Raising the minimum wage will not drive employers to replace workers with machines. That has already reached flood stage. — For the Hearst-New York Times Syndicate
Richard McCormack says
Look at this Feb. 28, 2014, press release from the International Labor Organization – pasted below. I thought the minimum wage noted for "seafarers," was for one week. Aha! — it is not. If a "seafarer" is on board for a month, and is working 24 hours per day (732 hours), the hourly wage is $0.80. Another reason cheap crap is cheap from China in WalMart, Target, Costco, Home Depot, Lowes, Macy's, Kmart, Sears, Kohl's, JC Penny, Dollar General, Family Dollar, Dollar Tree, Office Depot, Best Buy, Ross, etc. This is what the U.S. minimum was must compete against, and the reason why wages are going down in America.
ILO body adopts new minimum monthly wage for seafarers
The mechanism is the only one in the ILO for setting the basic wage for any industry.
Press release | 28 February 2014
GENEVA – A Subcommittee of the Joint Maritime Commission (JMC) of the International Labour Organization (ILO) has agreed on a Resolution raising the minimum monthly basic wage figure for able seafarers from US$585 to US$592, as of 1 January 2015 and US$614, as of 1 January 2016.
The mechanism for setting the minimum monthly wage for able seafarers is the only one in the ILO for setting the basic wage for any industry.
The minimum monthly basic wage figure for able seafarers has most recently been included in the ILO’s Maritime Labour Convention, 2006 (MLC, 2006).
The Convention, known as the “seafarers’ bill of rights”, entered into force on 20 August 2013, and has been ratified by 56 ILO member States representing over 80 per cent of world shipping tonnage.

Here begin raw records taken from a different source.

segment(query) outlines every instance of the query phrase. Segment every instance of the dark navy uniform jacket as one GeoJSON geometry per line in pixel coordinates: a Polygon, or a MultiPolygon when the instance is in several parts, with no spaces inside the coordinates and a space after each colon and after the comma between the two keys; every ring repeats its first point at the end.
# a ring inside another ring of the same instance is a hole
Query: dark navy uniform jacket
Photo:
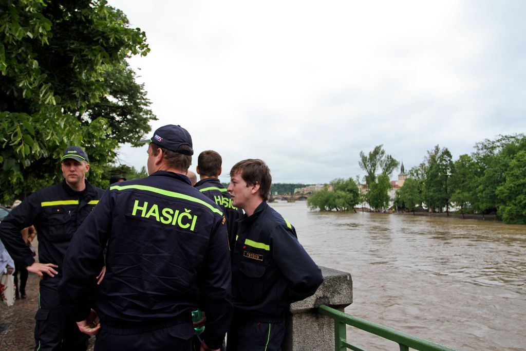
{"type": "Polygon", "coordinates": [[[289,304],[316,292],[321,272],[281,215],[264,202],[239,225],[232,261],[236,310],[247,316],[280,317],[289,304]]]}
{"type": "Polygon", "coordinates": [[[159,171],[113,184],[66,253],[60,301],[80,321],[94,293],[103,325],[140,329],[176,319],[187,327],[178,332],[184,338],[199,306],[206,312],[205,341],[218,348],[232,313],[224,222],[185,176],[159,171]],[[94,291],[90,280],[106,243],[106,275],[94,291]]]}
{"type": "MultiPolygon", "coordinates": [[[[55,269],[59,276],[62,260],[73,235],[104,192],[87,180],[86,188],[76,192],[63,180],[32,194],[0,224],[0,237],[11,257],[21,267],[31,266],[35,262],[20,235],[21,230],[34,225],[38,234],[39,261],[58,265],[55,269]]],[[[44,278],[50,278],[48,276],[44,278]]],[[[59,279],[53,280],[58,283],[59,279]]]]}
{"type": "Polygon", "coordinates": [[[227,191],[225,186],[217,178],[206,178],[199,180],[194,186],[222,209],[227,218],[227,231],[228,232],[230,249],[231,251],[233,250],[237,234],[237,220],[243,216],[243,210],[232,205],[230,193],[227,191]]]}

The Joint Maritime Commission is the only permanent bipartite standing body of the ILO. It dates back to 1920, and is composed of ship-owner and seafarer representatives from across the globe.
RaiseIt says
Hmmm…. the Lower Class which no one talks about… The retail jobs that do still employ people are a joke; any that $10 or more is scarce. I happen to be one of those people with ME/CFS that can still work part-time, besides having Disability, and it boggles my mind how people without other government assistance can survive. I'd hate to have to work for Walmart, but the sad fact is that few of the big retail chains pay a whole lot more; and judging by consumer retail rankings, they could care less and long as the upper-middle-class buys there.